Loin d'être un flop pour le Ministère
Rares ont été les entreprises, comme Coca-Cola, qui se sont fendues d’un communiqué dès la mise en ligne de la liste verte pour se réjouir d’y être présent. Plus virulentes, mais pas plus nombreuses, ont été les réactions de certaines directions des entreprises qui se sont retrouvées sur la liste rouge pour n’avoir engagé aucune action de prévention. Le Ministère n’a alors pas tardé à retirer de la circulation les listes orange (en cours de négociation) et rouge. Deux listes qui ne risquent pas de réapparaître alors que la liste verte pourrait persister. Elle continuerait même à s’enrichir, affirme-t-on du côté de la Direction Génétale du Travail (DGT). Mais rien ne permet de prendre connaissance des nouveaux venus, pas plus que des sortants, sur une liste qui compte un peu plus de 300 entreprises.
- La mise sur un même plan d’un accord de fond, d’un accord de méthode ou d’un plan d’action unilatéral ne serait pas un problème pour la DGT. Des plans d’actions tiendraient tout autant la route que des accords de fond, assure-t-on du côté du Ministère.

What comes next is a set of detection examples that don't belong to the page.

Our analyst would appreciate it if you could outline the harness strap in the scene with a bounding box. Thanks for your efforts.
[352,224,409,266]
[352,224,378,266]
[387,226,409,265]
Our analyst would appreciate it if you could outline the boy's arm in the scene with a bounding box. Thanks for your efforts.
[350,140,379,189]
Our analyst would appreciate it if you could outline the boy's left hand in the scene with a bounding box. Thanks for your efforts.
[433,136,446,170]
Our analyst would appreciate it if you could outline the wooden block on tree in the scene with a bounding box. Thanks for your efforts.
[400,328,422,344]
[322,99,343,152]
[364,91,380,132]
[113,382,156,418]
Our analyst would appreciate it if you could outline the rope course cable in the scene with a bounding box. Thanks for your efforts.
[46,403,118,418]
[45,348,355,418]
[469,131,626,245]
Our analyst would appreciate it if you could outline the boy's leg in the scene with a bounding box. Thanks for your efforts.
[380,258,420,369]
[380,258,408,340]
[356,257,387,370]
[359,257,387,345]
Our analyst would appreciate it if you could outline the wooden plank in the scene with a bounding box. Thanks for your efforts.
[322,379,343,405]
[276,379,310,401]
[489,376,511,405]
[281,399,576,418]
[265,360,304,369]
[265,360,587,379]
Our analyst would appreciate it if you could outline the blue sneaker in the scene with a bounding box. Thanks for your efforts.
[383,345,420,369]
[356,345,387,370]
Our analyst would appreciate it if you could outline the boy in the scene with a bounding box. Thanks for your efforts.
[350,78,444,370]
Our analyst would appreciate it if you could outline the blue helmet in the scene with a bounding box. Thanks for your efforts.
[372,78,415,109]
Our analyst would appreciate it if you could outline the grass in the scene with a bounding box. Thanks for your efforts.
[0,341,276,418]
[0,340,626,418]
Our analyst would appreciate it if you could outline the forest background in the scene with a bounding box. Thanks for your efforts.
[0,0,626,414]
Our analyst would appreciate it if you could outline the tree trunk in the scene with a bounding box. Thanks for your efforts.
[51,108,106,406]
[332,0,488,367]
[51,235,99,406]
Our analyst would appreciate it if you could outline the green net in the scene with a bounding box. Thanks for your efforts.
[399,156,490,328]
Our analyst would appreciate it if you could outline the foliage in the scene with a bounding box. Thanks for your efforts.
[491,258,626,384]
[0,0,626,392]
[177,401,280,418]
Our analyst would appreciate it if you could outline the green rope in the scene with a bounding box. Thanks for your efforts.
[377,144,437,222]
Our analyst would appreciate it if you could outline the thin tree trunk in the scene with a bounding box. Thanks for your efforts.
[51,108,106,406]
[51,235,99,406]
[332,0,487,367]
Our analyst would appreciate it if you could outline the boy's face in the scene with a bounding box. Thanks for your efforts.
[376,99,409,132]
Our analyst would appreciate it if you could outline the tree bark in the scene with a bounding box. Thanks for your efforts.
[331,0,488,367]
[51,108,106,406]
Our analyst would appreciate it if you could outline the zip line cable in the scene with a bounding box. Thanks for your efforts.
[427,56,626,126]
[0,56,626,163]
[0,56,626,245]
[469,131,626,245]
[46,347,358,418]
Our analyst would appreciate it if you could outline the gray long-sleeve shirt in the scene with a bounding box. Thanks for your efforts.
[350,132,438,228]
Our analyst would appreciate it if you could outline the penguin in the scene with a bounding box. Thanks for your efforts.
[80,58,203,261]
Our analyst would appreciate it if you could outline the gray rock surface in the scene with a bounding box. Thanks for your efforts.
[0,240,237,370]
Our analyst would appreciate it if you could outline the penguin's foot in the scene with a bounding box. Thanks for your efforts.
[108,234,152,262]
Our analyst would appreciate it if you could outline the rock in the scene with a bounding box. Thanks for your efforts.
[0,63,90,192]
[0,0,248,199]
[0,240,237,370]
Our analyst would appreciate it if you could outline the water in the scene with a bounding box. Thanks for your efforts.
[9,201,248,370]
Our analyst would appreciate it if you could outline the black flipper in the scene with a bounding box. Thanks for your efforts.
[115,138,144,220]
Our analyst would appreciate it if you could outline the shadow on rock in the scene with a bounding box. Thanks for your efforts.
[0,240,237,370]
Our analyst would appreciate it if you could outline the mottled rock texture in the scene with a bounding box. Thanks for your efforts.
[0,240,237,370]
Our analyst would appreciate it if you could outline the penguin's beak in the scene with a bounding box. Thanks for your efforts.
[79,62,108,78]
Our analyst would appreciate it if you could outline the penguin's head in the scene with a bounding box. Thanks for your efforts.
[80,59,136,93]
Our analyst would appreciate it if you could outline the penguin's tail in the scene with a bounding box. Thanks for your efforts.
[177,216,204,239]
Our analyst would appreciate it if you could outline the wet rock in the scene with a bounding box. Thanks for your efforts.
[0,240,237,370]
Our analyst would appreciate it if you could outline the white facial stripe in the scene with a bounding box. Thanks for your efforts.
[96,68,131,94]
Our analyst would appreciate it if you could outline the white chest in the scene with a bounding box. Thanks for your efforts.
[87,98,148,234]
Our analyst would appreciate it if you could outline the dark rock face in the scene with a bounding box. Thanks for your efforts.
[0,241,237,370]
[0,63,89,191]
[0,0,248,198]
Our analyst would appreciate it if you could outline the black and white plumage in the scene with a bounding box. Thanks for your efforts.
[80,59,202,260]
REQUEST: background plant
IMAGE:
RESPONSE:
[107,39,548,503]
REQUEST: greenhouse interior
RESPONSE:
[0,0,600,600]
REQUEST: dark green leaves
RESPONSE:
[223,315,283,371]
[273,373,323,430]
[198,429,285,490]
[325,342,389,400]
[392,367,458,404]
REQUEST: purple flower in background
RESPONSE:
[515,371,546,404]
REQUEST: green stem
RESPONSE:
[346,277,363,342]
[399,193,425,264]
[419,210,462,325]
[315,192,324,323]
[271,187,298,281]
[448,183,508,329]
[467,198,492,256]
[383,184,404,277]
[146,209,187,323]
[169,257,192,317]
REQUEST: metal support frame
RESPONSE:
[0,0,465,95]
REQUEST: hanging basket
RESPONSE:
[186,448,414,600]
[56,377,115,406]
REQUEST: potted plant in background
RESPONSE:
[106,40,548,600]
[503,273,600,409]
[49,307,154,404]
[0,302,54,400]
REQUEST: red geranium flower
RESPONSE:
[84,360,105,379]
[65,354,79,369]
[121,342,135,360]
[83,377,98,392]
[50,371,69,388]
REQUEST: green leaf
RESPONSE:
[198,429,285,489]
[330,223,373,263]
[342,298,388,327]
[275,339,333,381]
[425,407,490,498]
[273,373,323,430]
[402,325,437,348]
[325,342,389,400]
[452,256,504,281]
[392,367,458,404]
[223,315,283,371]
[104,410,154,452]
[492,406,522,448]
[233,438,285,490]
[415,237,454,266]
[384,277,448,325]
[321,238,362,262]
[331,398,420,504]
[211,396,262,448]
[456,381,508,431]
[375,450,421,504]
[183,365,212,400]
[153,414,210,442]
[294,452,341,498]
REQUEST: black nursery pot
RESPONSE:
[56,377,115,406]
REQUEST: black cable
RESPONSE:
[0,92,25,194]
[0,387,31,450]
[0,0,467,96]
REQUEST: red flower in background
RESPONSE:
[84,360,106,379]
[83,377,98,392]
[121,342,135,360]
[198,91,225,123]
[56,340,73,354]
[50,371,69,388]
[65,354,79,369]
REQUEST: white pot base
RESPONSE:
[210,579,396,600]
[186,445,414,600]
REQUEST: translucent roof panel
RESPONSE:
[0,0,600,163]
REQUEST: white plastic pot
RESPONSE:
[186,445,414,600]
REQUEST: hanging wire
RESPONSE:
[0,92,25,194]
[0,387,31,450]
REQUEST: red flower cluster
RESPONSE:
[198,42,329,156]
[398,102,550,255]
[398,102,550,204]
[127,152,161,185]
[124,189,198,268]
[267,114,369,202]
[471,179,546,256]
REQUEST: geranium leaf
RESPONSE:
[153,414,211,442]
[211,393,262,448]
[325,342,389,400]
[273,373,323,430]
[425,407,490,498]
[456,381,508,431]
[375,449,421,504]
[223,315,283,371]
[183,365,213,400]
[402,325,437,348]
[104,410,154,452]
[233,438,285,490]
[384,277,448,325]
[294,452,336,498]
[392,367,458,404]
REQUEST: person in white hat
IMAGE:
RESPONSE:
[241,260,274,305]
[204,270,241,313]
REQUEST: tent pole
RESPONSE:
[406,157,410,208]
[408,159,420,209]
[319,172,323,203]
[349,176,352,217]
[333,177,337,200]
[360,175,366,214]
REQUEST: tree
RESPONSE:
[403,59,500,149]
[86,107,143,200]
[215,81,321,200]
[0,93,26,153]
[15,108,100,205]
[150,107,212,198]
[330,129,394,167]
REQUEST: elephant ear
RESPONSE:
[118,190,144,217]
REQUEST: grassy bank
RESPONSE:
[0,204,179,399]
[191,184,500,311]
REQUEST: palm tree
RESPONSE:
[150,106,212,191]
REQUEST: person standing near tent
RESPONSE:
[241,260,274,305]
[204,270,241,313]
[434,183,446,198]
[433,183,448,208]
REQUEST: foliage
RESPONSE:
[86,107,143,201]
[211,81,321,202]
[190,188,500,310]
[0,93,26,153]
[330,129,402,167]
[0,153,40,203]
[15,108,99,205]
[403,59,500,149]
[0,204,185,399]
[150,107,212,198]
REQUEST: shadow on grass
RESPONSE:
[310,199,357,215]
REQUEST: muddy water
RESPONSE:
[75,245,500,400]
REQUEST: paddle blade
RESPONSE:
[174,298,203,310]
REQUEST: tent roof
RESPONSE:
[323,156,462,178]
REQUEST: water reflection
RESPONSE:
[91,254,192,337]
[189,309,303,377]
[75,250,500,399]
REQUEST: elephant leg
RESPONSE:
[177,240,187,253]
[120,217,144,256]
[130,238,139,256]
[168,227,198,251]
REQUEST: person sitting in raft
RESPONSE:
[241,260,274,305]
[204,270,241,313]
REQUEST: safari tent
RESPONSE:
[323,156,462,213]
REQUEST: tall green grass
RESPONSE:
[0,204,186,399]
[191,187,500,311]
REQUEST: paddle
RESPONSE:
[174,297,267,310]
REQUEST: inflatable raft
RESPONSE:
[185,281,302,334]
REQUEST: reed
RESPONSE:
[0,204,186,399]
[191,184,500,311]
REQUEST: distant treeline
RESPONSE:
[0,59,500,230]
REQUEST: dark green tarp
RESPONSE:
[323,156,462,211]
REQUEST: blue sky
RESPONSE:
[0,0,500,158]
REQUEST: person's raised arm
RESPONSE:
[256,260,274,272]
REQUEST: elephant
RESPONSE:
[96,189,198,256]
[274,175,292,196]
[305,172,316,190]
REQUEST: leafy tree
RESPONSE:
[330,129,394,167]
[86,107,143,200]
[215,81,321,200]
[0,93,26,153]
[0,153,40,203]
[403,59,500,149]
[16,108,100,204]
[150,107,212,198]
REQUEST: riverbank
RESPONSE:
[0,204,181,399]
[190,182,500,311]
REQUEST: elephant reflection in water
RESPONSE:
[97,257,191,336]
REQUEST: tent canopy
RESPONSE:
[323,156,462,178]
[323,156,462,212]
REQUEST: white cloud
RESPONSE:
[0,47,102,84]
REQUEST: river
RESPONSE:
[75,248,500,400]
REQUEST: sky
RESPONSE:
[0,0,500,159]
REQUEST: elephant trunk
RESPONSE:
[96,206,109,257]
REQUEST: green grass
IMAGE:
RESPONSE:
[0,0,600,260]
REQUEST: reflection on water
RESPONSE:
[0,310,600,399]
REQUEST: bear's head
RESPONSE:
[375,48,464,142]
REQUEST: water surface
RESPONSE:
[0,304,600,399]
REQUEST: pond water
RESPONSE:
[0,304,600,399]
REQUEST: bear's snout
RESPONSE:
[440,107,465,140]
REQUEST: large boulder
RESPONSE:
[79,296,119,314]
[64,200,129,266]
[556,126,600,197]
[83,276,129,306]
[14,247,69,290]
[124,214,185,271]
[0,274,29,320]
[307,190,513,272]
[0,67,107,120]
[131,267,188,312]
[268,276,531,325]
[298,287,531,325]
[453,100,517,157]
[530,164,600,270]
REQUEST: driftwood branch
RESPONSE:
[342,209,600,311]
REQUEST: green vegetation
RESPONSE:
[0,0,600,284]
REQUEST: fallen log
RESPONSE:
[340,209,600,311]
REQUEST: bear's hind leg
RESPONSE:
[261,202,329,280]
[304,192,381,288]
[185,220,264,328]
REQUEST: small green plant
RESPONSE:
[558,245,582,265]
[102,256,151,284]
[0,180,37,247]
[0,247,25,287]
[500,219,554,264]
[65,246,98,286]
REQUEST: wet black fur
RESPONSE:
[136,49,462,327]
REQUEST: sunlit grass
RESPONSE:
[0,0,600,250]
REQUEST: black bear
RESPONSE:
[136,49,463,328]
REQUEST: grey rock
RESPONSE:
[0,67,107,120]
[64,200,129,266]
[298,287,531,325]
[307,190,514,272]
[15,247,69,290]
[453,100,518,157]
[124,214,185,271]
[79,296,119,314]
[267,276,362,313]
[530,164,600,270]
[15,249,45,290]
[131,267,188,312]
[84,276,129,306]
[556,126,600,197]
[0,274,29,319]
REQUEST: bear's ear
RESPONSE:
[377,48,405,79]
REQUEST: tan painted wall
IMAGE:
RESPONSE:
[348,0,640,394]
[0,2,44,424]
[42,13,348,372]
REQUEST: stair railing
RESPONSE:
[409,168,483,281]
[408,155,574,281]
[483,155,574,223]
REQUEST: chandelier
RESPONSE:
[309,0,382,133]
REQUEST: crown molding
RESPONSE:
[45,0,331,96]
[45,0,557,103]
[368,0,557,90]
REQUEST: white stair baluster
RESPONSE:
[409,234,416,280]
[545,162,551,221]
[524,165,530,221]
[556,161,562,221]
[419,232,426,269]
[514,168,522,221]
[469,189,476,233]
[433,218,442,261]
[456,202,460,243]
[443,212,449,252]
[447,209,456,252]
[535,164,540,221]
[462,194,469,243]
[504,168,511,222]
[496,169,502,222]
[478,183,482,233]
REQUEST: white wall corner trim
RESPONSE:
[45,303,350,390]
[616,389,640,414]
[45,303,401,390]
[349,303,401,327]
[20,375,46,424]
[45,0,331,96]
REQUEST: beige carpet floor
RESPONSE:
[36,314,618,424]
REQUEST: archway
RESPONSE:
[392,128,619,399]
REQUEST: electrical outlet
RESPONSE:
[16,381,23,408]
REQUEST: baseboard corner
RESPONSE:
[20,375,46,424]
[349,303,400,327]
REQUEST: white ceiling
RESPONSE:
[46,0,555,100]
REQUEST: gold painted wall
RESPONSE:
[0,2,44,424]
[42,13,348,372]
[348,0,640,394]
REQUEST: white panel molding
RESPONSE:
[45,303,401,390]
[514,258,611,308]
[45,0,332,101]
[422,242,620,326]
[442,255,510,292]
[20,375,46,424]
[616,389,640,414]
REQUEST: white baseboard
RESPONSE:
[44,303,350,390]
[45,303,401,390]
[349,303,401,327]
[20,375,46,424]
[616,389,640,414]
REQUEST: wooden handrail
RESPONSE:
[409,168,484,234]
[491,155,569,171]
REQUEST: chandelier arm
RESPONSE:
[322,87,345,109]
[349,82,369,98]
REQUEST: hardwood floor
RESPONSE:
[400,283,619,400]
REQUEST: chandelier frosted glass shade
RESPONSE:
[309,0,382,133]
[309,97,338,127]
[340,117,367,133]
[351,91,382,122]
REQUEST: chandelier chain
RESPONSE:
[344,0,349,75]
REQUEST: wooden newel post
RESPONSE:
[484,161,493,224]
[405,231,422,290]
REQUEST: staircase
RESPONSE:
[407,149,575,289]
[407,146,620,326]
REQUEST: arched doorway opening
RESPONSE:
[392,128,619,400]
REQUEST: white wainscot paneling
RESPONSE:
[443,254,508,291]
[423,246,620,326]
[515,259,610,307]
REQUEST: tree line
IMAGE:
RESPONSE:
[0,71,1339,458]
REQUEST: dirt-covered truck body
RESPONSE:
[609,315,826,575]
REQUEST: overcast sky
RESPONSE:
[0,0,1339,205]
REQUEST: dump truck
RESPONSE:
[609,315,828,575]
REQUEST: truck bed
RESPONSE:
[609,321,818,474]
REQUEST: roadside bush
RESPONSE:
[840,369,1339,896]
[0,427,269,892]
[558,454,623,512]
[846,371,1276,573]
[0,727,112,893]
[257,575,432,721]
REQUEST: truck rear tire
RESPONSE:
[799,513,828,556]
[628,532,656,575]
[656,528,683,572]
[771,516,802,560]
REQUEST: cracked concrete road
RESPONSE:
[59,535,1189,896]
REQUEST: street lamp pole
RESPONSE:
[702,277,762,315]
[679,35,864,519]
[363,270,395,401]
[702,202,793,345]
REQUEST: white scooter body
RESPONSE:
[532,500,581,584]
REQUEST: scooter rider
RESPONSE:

Près de 70 % des entreprises de la liste verte s’engagent sur des plans d’actions, « concertés avec les IRP et les délégués syndicaux », selon la formule consacrée. Une part de ces plans d’actions s’explique par le souci de certaines directions d’aller vite sans avoir à gérer la contrainte de la négociation d’un accord. Notamment au niveau de l’agenda. Mais certains syndicats ne l’entendent pas ainsi. Chez ASF, les syndicats réclament la négociation d’un accord de fond après celle d’un accord de méthode, tandis que la direction privilégie la piste du plan d’action. Une autre part de ces plans d’actions peut aussi s’expliquer parce que les syndicats refusent de négocier au regard des propositions de leur direction, comme cela a souvent été le cas sur la question des mesures en faveur de l’emploi des seniors.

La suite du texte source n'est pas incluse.